Il s'agit de l'inscription, dans le for intérieur de chaque créature, de son code de fonctionnement normal.

--- "قَالَ فَمَن رَّبُّكُمَا يَا مُوسَى؟ قَالَ رَبُّنَا الَّذِي أَعْطَى كُلَّ شَيْءٍ خَلْقَهُ، ثُمَّ هَدَى" : Dieu nous relate que lorsque Pharaon demanda à Moïse : "Qui est donc votre Rabb à tous deux, Moïse ?", ce dernier lui répondit : "Notre Rabb est Celui qui a donné à chaque chose son être et apparence, de plus l'a guidée" (Coran 20/49-50) (Shifâ' ul-'alîl, p. 180) : cette guidance est l'inspiration, à chaque chose, de son code de fonctionnement.
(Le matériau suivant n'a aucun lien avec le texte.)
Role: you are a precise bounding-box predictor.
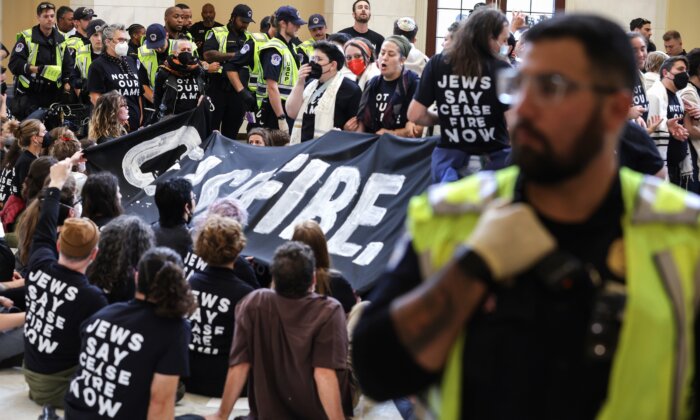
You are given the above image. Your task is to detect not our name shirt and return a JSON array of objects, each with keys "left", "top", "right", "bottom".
[
  {"left": 65, "top": 299, "right": 190, "bottom": 420},
  {"left": 24, "top": 188, "right": 107, "bottom": 374},
  {"left": 414, "top": 54, "right": 510, "bottom": 154},
  {"left": 300, "top": 77, "right": 362, "bottom": 141},
  {"left": 87, "top": 55, "right": 143, "bottom": 131}
]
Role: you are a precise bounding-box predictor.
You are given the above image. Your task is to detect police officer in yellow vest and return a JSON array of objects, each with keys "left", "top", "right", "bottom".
[
  {"left": 8, "top": 2, "right": 73, "bottom": 119},
  {"left": 66, "top": 7, "right": 97, "bottom": 57},
  {"left": 353, "top": 12, "right": 700, "bottom": 420},
  {"left": 297, "top": 13, "right": 328, "bottom": 58},
  {"left": 202, "top": 4, "right": 255, "bottom": 139},
  {"left": 256, "top": 6, "right": 306, "bottom": 133},
  {"left": 71, "top": 19, "right": 107, "bottom": 105}
]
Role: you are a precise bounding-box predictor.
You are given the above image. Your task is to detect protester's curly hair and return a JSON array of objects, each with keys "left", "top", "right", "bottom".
[
  {"left": 194, "top": 214, "right": 246, "bottom": 266},
  {"left": 88, "top": 90, "right": 126, "bottom": 142},
  {"left": 138, "top": 247, "right": 197, "bottom": 318},
  {"left": 87, "top": 216, "right": 155, "bottom": 301}
]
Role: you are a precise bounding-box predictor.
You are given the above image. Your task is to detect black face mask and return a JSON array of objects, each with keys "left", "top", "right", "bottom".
[
  {"left": 673, "top": 72, "right": 690, "bottom": 90},
  {"left": 306, "top": 61, "right": 323, "bottom": 79},
  {"left": 177, "top": 51, "right": 193, "bottom": 66}
]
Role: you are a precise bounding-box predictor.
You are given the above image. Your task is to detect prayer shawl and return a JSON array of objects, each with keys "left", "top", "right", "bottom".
[{"left": 289, "top": 73, "right": 345, "bottom": 144}]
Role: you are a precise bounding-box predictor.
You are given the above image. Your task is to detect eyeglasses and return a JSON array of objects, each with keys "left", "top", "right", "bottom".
[{"left": 496, "top": 69, "right": 620, "bottom": 106}]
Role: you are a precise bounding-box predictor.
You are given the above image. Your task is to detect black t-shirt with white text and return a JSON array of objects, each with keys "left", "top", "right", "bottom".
[
  {"left": 666, "top": 89, "right": 688, "bottom": 169},
  {"left": 299, "top": 77, "right": 362, "bottom": 141},
  {"left": 87, "top": 55, "right": 143, "bottom": 131},
  {"left": 65, "top": 299, "right": 190, "bottom": 419},
  {"left": 24, "top": 188, "right": 107, "bottom": 374},
  {"left": 414, "top": 54, "right": 510, "bottom": 154}
]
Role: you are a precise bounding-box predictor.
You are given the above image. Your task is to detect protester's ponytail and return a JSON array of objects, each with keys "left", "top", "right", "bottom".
[{"left": 138, "top": 247, "right": 196, "bottom": 318}]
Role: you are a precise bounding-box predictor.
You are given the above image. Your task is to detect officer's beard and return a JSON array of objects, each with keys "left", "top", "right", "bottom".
[{"left": 512, "top": 106, "right": 605, "bottom": 185}]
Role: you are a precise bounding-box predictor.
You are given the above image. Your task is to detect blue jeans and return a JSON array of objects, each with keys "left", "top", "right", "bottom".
[{"left": 430, "top": 146, "right": 510, "bottom": 184}]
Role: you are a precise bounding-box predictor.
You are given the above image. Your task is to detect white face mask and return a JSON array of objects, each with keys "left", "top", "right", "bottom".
[{"left": 114, "top": 42, "right": 129, "bottom": 57}]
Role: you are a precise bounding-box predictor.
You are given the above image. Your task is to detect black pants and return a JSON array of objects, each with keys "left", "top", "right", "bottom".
[{"left": 208, "top": 78, "right": 245, "bottom": 139}]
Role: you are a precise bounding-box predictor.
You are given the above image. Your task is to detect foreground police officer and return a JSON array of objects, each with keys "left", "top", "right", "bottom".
[
  {"left": 8, "top": 2, "right": 73, "bottom": 120},
  {"left": 353, "top": 15, "right": 700, "bottom": 419},
  {"left": 257, "top": 6, "right": 306, "bottom": 133},
  {"left": 202, "top": 4, "right": 255, "bottom": 138}
]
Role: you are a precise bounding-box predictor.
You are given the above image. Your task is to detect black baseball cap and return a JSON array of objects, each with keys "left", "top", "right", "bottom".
[
  {"left": 275, "top": 6, "right": 306, "bottom": 26},
  {"left": 85, "top": 19, "right": 107, "bottom": 38},
  {"left": 73, "top": 7, "right": 97, "bottom": 19},
  {"left": 231, "top": 4, "right": 255, "bottom": 23}
]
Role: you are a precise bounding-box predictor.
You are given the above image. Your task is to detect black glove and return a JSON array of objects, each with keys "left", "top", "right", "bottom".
[{"left": 238, "top": 88, "right": 258, "bottom": 111}]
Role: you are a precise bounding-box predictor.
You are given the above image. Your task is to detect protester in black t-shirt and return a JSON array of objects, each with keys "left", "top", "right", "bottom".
[
  {"left": 285, "top": 41, "right": 362, "bottom": 144},
  {"left": 292, "top": 220, "right": 358, "bottom": 314},
  {"left": 185, "top": 215, "right": 253, "bottom": 397},
  {"left": 184, "top": 196, "right": 261, "bottom": 289},
  {"left": 350, "top": 35, "right": 423, "bottom": 137},
  {"left": 24, "top": 159, "right": 107, "bottom": 407},
  {"left": 153, "top": 178, "right": 196, "bottom": 258},
  {"left": 190, "top": 3, "right": 224, "bottom": 51},
  {"left": 408, "top": 8, "right": 510, "bottom": 182},
  {"left": 339, "top": 0, "right": 384, "bottom": 55},
  {"left": 151, "top": 40, "right": 204, "bottom": 122},
  {"left": 87, "top": 216, "right": 155, "bottom": 303},
  {"left": 66, "top": 248, "right": 196, "bottom": 419},
  {"left": 87, "top": 25, "right": 143, "bottom": 131}
]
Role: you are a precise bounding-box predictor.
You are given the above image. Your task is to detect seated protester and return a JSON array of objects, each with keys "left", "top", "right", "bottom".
[
  {"left": 81, "top": 172, "right": 122, "bottom": 228},
  {"left": 153, "top": 178, "right": 196, "bottom": 259},
  {"left": 246, "top": 127, "right": 271, "bottom": 147},
  {"left": 48, "top": 127, "right": 87, "bottom": 195},
  {"left": 88, "top": 91, "right": 129, "bottom": 144},
  {"left": 184, "top": 214, "right": 253, "bottom": 397},
  {"left": 348, "top": 35, "right": 423, "bottom": 137},
  {"left": 86, "top": 216, "right": 155, "bottom": 303},
  {"left": 185, "top": 197, "right": 260, "bottom": 289},
  {"left": 208, "top": 242, "right": 352, "bottom": 419},
  {"left": 65, "top": 248, "right": 195, "bottom": 420},
  {"left": 87, "top": 24, "right": 143, "bottom": 132},
  {"left": 0, "top": 296, "right": 25, "bottom": 363},
  {"left": 16, "top": 176, "right": 80, "bottom": 274},
  {"left": 151, "top": 39, "right": 204, "bottom": 123},
  {"left": 0, "top": 156, "right": 56, "bottom": 243},
  {"left": 292, "top": 220, "right": 357, "bottom": 314},
  {"left": 285, "top": 41, "right": 362, "bottom": 144},
  {"left": 343, "top": 38, "right": 380, "bottom": 90},
  {"left": 267, "top": 130, "right": 291, "bottom": 147},
  {"left": 24, "top": 159, "right": 107, "bottom": 407}
]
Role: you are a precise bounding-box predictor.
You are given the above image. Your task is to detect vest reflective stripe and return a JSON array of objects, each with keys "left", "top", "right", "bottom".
[
  {"left": 407, "top": 168, "right": 700, "bottom": 420},
  {"left": 248, "top": 32, "right": 270, "bottom": 93},
  {"left": 297, "top": 38, "right": 316, "bottom": 58},
  {"left": 17, "top": 29, "right": 66, "bottom": 89},
  {"left": 138, "top": 44, "right": 159, "bottom": 89},
  {"left": 75, "top": 45, "right": 92, "bottom": 79},
  {"left": 654, "top": 252, "right": 689, "bottom": 419},
  {"left": 256, "top": 38, "right": 299, "bottom": 105}
]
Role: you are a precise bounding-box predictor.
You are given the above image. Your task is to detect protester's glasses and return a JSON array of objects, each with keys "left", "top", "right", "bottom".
[{"left": 496, "top": 69, "right": 619, "bottom": 106}]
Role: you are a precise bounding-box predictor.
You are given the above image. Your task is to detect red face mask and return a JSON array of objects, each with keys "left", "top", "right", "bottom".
[{"left": 347, "top": 58, "right": 367, "bottom": 77}]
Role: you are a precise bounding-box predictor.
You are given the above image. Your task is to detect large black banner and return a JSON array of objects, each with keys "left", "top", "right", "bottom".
[{"left": 87, "top": 108, "right": 435, "bottom": 291}]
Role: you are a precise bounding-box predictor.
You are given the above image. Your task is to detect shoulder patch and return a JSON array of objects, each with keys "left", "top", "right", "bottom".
[{"left": 270, "top": 54, "right": 282, "bottom": 66}]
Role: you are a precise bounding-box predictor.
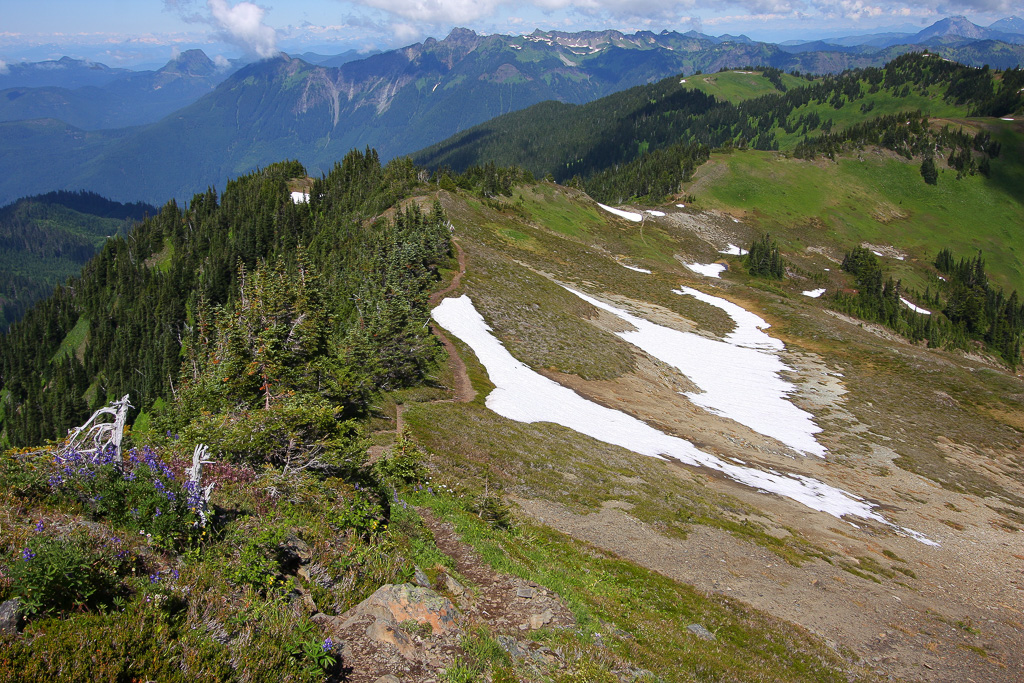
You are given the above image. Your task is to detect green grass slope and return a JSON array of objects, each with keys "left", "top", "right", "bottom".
[{"left": 682, "top": 121, "right": 1024, "bottom": 291}]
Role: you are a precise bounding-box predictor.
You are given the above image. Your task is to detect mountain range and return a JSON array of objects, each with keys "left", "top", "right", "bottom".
[
  {"left": 0, "top": 49, "right": 233, "bottom": 130},
  {"left": 0, "top": 15, "right": 1024, "bottom": 203},
  {"left": 0, "top": 22, "right": 1024, "bottom": 683},
  {"left": 782, "top": 16, "right": 1024, "bottom": 51}
]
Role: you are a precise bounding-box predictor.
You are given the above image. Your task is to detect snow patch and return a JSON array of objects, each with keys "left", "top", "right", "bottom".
[
  {"left": 569, "top": 288, "right": 825, "bottom": 456},
  {"left": 683, "top": 263, "right": 728, "bottom": 278},
  {"left": 431, "top": 295, "right": 938, "bottom": 546},
  {"left": 899, "top": 297, "right": 932, "bottom": 315},
  {"left": 597, "top": 204, "right": 643, "bottom": 223}
]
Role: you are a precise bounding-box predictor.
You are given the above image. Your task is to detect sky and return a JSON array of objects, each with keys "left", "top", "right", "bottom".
[{"left": 0, "top": 0, "right": 1024, "bottom": 69}]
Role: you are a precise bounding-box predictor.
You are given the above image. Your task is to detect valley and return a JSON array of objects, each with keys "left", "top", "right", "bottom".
[{"left": 0, "top": 17, "right": 1024, "bottom": 683}]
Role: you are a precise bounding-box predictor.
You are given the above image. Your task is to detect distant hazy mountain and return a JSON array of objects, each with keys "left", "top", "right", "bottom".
[
  {"left": 988, "top": 16, "right": 1024, "bottom": 34},
  {"left": 0, "top": 193, "right": 157, "bottom": 332},
  {"left": 0, "top": 57, "right": 131, "bottom": 88},
  {"left": 780, "top": 16, "right": 1024, "bottom": 52},
  {"left": 0, "top": 24, "right": 1024, "bottom": 203},
  {"left": 291, "top": 50, "right": 380, "bottom": 67},
  {"left": 0, "top": 50, "right": 229, "bottom": 130}
]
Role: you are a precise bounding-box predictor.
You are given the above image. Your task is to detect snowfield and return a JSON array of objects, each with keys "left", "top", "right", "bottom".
[
  {"left": 899, "top": 297, "right": 932, "bottom": 315},
  {"left": 432, "top": 295, "right": 937, "bottom": 545},
  {"left": 597, "top": 204, "right": 643, "bottom": 223},
  {"left": 683, "top": 263, "right": 728, "bottom": 278},
  {"left": 569, "top": 288, "right": 826, "bottom": 457}
]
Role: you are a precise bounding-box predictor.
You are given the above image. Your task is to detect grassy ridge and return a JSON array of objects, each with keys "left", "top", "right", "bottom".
[{"left": 683, "top": 137, "right": 1024, "bottom": 290}]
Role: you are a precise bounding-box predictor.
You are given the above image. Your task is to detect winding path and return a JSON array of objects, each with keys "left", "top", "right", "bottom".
[{"left": 430, "top": 240, "right": 476, "bottom": 403}]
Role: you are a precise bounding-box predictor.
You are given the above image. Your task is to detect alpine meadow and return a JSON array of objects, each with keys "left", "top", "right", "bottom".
[{"left": 0, "top": 10, "right": 1024, "bottom": 683}]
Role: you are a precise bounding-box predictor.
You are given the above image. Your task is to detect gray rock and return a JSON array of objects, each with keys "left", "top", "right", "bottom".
[
  {"left": 498, "top": 636, "right": 528, "bottom": 661},
  {"left": 444, "top": 574, "right": 466, "bottom": 597},
  {"left": 413, "top": 565, "right": 430, "bottom": 588},
  {"left": 686, "top": 624, "right": 715, "bottom": 640},
  {"left": 281, "top": 533, "right": 313, "bottom": 564},
  {"left": 0, "top": 598, "right": 22, "bottom": 635},
  {"left": 367, "top": 622, "right": 420, "bottom": 661},
  {"left": 339, "top": 584, "right": 462, "bottom": 633},
  {"left": 528, "top": 609, "right": 555, "bottom": 631}
]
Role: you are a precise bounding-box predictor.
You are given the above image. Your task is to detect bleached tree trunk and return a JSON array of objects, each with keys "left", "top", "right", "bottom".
[{"left": 57, "top": 394, "right": 132, "bottom": 466}]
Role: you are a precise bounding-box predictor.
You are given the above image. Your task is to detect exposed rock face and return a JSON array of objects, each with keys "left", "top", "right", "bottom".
[{"left": 352, "top": 584, "right": 462, "bottom": 633}]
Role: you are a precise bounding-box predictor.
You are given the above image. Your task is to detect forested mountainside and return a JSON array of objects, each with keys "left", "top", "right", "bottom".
[
  {"left": 0, "top": 46, "right": 1024, "bottom": 683},
  {"left": 0, "top": 161, "right": 1024, "bottom": 682},
  {"left": 414, "top": 53, "right": 1024, "bottom": 367},
  {"left": 0, "top": 29, "right": 1024, "bottom": 204},
  {"left": 0, "top": 152, "right": 447, "bottom": 444},
  {"left": 413, "top": 53, "right": 1024, "bottom": 202},
  {"left": 0, "top": 191, "right": 157, "bottom": 330}
]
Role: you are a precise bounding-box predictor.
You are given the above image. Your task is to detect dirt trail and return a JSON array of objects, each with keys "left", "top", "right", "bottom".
[{"left": 428, "top": 241, "right": 476, "bottom": 403}]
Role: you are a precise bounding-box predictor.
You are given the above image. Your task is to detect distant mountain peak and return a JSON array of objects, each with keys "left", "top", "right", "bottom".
[
  {"left": 443, "top": 27, "right": 479, "bottom": 43},
  {"left": 910, "top": 15, "right": 986, "bottom": 43},
  {"left": 988, "top": 16, "right": 1024, "bottom": 34},
  {"left": 160, "top": 49, "right": 217, "bottom": 76}
]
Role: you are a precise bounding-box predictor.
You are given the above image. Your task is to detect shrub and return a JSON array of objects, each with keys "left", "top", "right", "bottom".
[{"left": 6, "top": 535, "right": 133, "bottom": 617}]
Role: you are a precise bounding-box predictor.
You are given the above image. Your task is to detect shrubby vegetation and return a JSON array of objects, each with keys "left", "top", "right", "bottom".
[
  {"left": 0, "top": 143, "right": 450, "bottom": 681},
  {"left": 744, "top": 234, "right": 785, "bottom": 280}
]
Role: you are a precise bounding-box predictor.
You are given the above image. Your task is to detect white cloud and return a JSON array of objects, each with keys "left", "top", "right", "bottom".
[
  {"left": 207, "top": 0, "right": 278, "bottom": 57},
  {"left": 164, "top": 0, "right": 278, "bottom": 57}
]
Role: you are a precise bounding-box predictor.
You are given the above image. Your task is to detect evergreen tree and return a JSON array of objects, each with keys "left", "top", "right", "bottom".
[{"left": 921, "top": 157, "right": 939, "bottom": 185}]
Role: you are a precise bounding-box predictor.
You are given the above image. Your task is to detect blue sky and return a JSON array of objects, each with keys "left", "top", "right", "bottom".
[{"left": 0, "top": 0, "right": 1021, "bottom": 66}]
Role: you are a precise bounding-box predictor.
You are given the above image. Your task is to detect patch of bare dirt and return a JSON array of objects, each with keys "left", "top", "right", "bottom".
[
  {"left": 312, "top": 509, "right": 577, "bottom": 683},
  {"left": 517, "top": 500, "right": 1024, "bottom": 682}
]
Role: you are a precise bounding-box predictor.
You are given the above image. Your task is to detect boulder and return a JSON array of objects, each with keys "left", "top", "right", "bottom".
[
  {"left": 367, "top": 620, "right": 420, "bottom": 661},
  {"left": 413, "top": 564, "right": 430, "bottom": 588},
  {"left": 342, "top": 584, "right": 462, "bottom": 633}
]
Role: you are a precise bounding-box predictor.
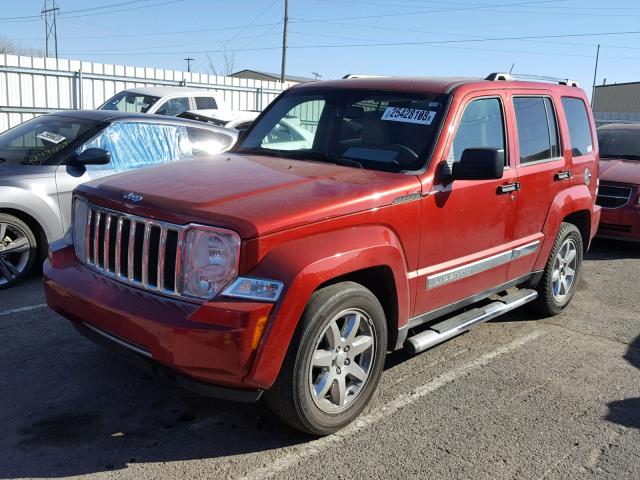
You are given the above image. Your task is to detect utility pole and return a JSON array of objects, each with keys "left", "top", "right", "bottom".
[
  {"left": 280, "top": 0, "right": 289, "bottom": 83},
  {"left": 591, "top": 44, "right": 600, "bottom": 108},
  {"left": 40, "top": 0, "right": 60, "bottom": 58}
]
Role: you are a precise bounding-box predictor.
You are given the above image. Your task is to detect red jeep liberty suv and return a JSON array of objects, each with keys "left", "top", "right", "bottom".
[{"left": 44, "top": 74, "right": 600, "bottom": 435}]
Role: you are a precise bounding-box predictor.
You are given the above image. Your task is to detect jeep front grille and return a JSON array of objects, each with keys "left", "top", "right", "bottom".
[
  {"left": 85, "top": 205, "right": 184, "bottom": 295},
  {"left": 596, "top": 183, "right": 633, "bottom": 208}
]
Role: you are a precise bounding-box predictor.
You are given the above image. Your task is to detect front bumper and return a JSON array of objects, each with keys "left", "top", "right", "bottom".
[
  {"left": 44, "top": 247, "right": 273, "bottom": 401},
  {"left": 598, "top": 205, "right": 640, "bottom": 241}
]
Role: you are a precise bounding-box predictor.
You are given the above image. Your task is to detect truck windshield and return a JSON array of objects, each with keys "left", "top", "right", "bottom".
[
  {"left": 598, "top": 128, "right": 640, "bottom": 160},
  {"left": 0, "top": 115, "right": 98, "bottom": 165},
  {"left": 235, "top": 89, "right": 448, "bottom": 172},
  {"left": 98, "top": 91, "right": 160, "bottom": 113}
]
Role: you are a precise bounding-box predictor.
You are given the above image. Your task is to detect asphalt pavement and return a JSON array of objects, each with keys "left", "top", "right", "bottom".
[{"left": 0, "top": 241, "right": 640, "bottom": 480}]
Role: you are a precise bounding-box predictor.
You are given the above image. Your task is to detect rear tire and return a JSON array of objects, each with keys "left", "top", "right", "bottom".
[
  {"left": 531, "top": 223, "right": 584, "bottom": 317},
  {"left": 265, "top": 282, "right": 387, "bottom": 435}
]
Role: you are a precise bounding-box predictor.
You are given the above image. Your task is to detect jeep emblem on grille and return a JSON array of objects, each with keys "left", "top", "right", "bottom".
[{"left": 122, "top": 192, "right": 142, "bottom": 203}]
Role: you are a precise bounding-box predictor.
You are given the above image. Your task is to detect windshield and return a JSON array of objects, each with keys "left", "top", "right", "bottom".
[
  {"left": 98, "top": 91, "right": 160, "bottom": 113},
  {"left": 0, "top": 115, "right": 98, "bottom": 165},
  {"left": 236, "top": 89, "right": 447, "bottom": 172},
  {"left": 598, "top": 127, "right": 640, "bottom": 160}
]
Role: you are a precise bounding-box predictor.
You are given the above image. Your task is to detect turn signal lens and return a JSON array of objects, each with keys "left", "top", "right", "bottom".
[{"left": 222, "top": 277, "right": 283, "bottom": 302}]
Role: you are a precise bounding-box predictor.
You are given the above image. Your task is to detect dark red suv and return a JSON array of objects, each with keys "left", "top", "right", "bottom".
[
  {"left": 597, "top": 124, "right": 640, "bottom": 242},
  {"left": 44, "top": 74, "right": 600, "bottom": 434}
]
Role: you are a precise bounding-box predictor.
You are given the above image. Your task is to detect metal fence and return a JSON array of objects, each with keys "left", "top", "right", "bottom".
[{"left": 0, "top": 55, "right": 289, "bottom": 132}]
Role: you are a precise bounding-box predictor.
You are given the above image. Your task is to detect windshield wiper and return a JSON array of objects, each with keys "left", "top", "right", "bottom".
[{"left": 237, "top": 147, "right": 364, "bottom": 168}]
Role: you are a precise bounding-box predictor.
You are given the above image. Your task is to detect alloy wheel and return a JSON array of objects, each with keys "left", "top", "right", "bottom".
[
  {"left": 309, "top": 309, "right": 375, "bottom": 413},
  {"left": 0, "top": 223, "right": 31, "bottom": 285},
  {"left": 551, "top": 238, "right": 578, "bottom": 303}
]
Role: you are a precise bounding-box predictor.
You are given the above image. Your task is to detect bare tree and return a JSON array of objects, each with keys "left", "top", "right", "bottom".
[
  {"left": 207, "top": 48, "right": 236, "bottom": 76},
  {"left": 0, "top": 35, "right": 43, "bottom": 57}
]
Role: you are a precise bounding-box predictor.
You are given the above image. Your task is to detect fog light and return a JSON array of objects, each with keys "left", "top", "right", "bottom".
[{"left": 222, "top": 277, "right": 284, "bottom": 302}]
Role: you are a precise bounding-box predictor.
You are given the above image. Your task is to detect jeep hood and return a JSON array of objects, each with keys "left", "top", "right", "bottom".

Et chaque créature suit son code de fonctionnement. Al-Qurtubî cite ces commentaires : "الذي خص كل مخلوق بهيئة وصورة، ولو كان الخطاب معهما لقالا: قالا ربنا. و{خلقه} أول مفعولي أعطى، أي أعطى خليقته كل شي يحتاجون إليه ويرتفقون به، أو ثانيهما أي أعطى كل شي صورته وشكله الذي يطابق المنفعة المنوطة به، على قول الضحاك على ما يأتي. {ثم هدى}: قال ابن عباس وسعيد بن جبير والسدي: أعطى كل شي زوجه من جنسه، ثم هداه إلى منكحه ومطعمه ومشربه ومسكنه. وعن ابن عباس: ثم هداه إلى الألفة والاجتماع والمناكحة. وقال الحسن وقتادة: أعطى كل شي صلاحه، وهداه لما يصلحه" (Tafsîr ul-Qurtubî).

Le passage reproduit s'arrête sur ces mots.